A: I think I understand your question better now.  Regardless of what form the document is, it’s been outlined and discussed ad nauseum.  We never go ‘Let’s just start writing.’  We talk, we figure it out.  I think that’s always the fun part of the process.  It’s the frustrating part, too, sometimes.  That’s where our creative chemistry is strongest, where we constantly challenge each other to come up with something cooler, something we haven’t seen before.
M: We try to keep it fun.  The reality is, if the process becomes a grind then it stops feeling light in its feet.  It stops being interesting for us.  We have a lot of fun.  Because we want the audience to have fun.  At the end of the day this type of movie, an action horror flick, it’s got to be fun.  It’s got to keep the audience on their toes and slightly off-balance.  We can only generate that if we’re having interesting, upbeat conversations about it.

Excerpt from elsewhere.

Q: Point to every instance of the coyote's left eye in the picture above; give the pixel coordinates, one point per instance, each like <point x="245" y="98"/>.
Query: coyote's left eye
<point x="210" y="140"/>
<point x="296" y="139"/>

How long did it take you to get a first draft?
M: This script was slightly different than others.  We can write a good solid draft in eight to ten weeks, a little bit faster provided it isn’t all outlined up and detailed and we don’t go off track.
        In this process we actually wrote a first draft which we sent to the studio.  That same week they brought on  the director, Nimrod Anatal.  We had a meeting with him about the rewrite for a few changes that became slightly more than a few changes.  With him we had to amend the way we work.
        What happened for the rewrite was we had about ten or eleven days before we had to hand a draft into the studio.  The draft that was going to get the OK or not.  Nimrod had some substantial ideas, all of them good.  Drew Crevello was good enough to give us offices in the basement of Fox.  And for ten days we sat together with Nimrod, sort of breaking scenes and rewriting them.  Essentially dissecting the script and rebuilding it.
A:  It was a true writer’s room.  Mike would do his pass, I’d do my pass, and then Nimrod would be sitting right there reading the pages.  It was madness.  It was a death march to screenwriter’s bootcamp.  But we got it done.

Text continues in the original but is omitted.